In this setting Prigozhin is a catalyst. Either he was built by Putin himself as a tool to “control” other poles of power and is now “tuning” him to dismantle them. Either Prigozhin has managed to cut his reins and is now becoming independent. Either he has always been independent and now claims a reason beyond a role.

Whatever happens, the Wagner group and their leader, who are now marching towards Moscow as “liberators-punishers”, can turn a lot around. Perhaps Putin himself (the most dangerous since there is no successor state), perhaps his entourage, perhaps the military leadership that will be “sacrificed” as appeasement to the god of war.

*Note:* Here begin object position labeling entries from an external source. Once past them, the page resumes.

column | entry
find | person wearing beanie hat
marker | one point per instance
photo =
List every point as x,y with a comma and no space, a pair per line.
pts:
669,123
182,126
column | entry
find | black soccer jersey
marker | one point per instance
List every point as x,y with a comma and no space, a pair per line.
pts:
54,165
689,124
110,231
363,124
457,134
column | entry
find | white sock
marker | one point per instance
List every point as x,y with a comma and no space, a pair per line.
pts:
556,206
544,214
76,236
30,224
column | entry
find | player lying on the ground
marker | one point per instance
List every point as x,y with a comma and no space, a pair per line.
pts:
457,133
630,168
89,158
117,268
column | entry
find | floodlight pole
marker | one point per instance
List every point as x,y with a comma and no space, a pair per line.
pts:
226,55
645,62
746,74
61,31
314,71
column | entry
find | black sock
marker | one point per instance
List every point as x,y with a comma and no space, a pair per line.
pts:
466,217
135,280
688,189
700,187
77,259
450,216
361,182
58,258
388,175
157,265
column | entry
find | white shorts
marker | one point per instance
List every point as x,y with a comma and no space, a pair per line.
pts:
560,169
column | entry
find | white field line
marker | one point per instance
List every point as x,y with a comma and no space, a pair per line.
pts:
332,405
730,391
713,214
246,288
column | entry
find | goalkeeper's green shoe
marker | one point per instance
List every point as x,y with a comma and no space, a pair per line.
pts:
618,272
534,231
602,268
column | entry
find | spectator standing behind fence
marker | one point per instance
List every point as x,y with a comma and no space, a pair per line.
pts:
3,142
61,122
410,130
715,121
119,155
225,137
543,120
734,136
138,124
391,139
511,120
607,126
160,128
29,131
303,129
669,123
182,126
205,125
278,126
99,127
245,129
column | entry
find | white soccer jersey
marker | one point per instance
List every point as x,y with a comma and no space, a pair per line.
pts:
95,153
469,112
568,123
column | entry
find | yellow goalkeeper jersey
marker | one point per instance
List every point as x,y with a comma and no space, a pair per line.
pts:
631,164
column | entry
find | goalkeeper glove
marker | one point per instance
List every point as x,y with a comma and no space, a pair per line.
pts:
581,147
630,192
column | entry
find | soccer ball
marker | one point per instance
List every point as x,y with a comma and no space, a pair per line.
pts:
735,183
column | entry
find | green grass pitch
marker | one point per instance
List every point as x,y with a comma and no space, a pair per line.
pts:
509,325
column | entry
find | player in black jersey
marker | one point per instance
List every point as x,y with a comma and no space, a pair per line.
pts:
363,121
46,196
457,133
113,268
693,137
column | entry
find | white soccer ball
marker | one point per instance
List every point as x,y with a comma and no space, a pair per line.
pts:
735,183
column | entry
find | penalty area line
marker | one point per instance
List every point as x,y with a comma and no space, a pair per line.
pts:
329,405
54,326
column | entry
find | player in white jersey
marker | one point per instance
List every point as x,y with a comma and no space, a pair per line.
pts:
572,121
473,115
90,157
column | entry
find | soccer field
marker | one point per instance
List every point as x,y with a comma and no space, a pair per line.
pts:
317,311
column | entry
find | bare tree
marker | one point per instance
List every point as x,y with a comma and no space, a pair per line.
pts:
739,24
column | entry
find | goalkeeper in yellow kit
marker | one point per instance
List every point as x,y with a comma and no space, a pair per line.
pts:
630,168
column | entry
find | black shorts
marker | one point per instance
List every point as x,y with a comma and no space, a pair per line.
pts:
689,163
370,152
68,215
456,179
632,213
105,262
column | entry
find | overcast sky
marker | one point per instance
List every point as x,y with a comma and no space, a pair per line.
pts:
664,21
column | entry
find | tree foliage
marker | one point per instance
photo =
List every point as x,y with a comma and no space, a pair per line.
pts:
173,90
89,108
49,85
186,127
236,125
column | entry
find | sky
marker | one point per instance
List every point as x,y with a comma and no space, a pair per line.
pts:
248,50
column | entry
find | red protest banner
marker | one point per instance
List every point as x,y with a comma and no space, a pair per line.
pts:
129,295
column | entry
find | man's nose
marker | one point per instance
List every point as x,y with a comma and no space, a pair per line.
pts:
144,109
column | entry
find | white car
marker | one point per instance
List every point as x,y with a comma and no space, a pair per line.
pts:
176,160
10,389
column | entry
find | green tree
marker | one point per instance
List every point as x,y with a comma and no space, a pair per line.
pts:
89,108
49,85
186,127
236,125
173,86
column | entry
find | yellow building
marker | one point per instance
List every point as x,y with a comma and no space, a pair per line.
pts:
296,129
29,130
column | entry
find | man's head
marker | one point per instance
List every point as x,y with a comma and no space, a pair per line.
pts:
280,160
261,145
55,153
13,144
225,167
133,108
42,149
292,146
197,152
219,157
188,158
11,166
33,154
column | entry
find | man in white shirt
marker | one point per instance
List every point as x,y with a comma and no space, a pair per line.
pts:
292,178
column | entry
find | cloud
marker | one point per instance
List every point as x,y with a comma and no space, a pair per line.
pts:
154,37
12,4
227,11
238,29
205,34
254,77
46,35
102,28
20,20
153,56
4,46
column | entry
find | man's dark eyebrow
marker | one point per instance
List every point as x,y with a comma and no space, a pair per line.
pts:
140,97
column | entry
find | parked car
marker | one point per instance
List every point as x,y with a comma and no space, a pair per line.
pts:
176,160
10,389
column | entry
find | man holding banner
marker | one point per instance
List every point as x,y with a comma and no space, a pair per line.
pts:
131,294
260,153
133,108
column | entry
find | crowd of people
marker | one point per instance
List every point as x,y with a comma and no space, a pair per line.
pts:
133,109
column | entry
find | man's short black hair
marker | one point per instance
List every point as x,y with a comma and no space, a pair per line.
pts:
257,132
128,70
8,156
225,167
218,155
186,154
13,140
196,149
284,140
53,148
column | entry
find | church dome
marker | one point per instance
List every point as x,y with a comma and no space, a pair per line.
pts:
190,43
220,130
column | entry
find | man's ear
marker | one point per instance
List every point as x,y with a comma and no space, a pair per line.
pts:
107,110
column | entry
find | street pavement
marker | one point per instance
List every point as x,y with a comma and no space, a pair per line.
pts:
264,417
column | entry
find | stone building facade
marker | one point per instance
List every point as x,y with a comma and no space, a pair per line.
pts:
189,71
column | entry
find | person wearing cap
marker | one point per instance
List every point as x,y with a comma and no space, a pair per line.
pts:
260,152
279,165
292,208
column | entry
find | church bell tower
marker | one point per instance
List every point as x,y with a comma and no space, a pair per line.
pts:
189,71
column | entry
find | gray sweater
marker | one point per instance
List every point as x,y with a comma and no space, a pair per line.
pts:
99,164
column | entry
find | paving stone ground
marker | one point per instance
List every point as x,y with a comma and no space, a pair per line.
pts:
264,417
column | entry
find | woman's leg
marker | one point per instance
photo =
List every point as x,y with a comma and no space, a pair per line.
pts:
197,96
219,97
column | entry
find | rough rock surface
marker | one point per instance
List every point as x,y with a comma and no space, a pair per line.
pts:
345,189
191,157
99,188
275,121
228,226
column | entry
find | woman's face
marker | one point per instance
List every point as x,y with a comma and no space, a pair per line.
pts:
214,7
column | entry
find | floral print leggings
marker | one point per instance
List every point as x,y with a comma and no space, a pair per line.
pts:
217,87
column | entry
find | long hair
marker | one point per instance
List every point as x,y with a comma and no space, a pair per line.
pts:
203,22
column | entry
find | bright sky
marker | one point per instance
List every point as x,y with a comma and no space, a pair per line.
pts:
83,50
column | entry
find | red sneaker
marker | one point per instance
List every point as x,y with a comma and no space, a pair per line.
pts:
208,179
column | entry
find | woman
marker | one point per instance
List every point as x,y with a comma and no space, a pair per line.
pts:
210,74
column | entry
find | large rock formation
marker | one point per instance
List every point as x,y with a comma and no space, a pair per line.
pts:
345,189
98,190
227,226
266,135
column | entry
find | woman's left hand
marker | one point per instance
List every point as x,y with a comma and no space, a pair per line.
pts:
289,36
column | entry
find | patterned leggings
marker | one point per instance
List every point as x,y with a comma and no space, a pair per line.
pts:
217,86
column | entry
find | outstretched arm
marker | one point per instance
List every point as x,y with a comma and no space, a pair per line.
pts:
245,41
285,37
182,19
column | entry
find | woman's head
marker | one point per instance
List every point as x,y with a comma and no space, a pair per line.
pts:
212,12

But even if the mutiny ends with a compromise, and we see in a short time a cover-up of the crisis, calm and apparent reunification, even the exemplary punishment of the “Wagnerians”, Russia in the 21st century relives its sweeping revolutionary self, its self-destructive of purgatory questioning, which needs to cause a disaster, before rebuilding a new myth.

About the author

The Liberal Globe is an independent online magazine that provides carefully selected varieties of stories. Our authoritative insight opinions, analyses, researches are reflected in the sections which are both thematic and geographical. We do not attach ourselves to any political party. Our political agenda is liberal in the classical sense. We continue to advocate bold policies in favour of individual freedoms, even if that means we must oppose the will and the majority view, even if these positions that we express may be unpleasant and unbearable for the majority.